Sarah Faraday to Benjamin Vincent   9 July 18521

Friday July 9th | High Street | Lowestoft

My very dear Friend

Tho’ you are so kind as to say we need not answer your letter I think I may write a few lines to thank you in both our names, for it was most acceptable & perhaps you will be so kind as to say to our Mary Ann2 that we do not intend being at home before Wednesday or Thursday next3[.] I promised to let her know if we did not mean to be at home this week.

We are tempted by the beautiful weather & fine sea breezes to stay a little longer, as we find we can spend the Sabbath with our Brethren at Old Buckenham taking a return ticket tomorrow but though I tell you this, we do not wish the time of our return to be known to people in general - for sometimes it has been quite over powering to Mr Faraday to have so many callers immediately on his arriving[.]

Mr Faraday joins me in kind love to Mrs.

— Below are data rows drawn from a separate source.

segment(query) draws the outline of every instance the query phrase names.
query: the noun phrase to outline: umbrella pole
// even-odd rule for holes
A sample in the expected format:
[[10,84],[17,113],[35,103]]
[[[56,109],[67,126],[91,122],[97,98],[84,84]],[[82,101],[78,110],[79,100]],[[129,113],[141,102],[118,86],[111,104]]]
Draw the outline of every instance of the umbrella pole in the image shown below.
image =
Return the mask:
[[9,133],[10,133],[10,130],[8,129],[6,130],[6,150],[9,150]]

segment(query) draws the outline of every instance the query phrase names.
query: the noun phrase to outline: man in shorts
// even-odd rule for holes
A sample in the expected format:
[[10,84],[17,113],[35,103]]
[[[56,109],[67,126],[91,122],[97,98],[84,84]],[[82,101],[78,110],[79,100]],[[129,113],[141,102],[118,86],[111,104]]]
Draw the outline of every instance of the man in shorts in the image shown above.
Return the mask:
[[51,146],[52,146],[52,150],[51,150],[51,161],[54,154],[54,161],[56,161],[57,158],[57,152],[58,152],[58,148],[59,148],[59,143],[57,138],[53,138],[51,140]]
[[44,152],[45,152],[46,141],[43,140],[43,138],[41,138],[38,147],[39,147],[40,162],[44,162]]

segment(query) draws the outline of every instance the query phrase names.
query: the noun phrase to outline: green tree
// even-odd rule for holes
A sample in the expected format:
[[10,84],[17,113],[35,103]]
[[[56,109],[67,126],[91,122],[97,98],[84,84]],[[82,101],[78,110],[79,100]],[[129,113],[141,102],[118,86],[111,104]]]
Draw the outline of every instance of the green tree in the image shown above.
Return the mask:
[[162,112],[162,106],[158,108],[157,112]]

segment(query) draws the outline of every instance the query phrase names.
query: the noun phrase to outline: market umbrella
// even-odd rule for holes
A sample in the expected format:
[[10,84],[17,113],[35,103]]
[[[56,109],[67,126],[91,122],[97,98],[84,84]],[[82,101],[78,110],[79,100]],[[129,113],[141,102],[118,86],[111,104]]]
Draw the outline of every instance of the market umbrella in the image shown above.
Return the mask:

Vincent4 & yourself & I remain my dear Friend

Yours very affectionately | S. Faraday

Affectionate remembrance to enquiring friends, particularly to Mr Whit[e]law who we rejoice to hear is so much recovered[.]

Dated on the basis that the Faradays were visiting Lowestoft at this time and on the reference to Whitelaw’s illness. See letters 2551 and 2548 respectively.
Mary Ann Champ (age 22 in 1851 Census returns PRO HO107 / 1476, f.64). Maid at the Royal Institution.
That is 14 or 15 July 1852.
Janet Young Vincent, née Nicoll (1811-1863, GRO).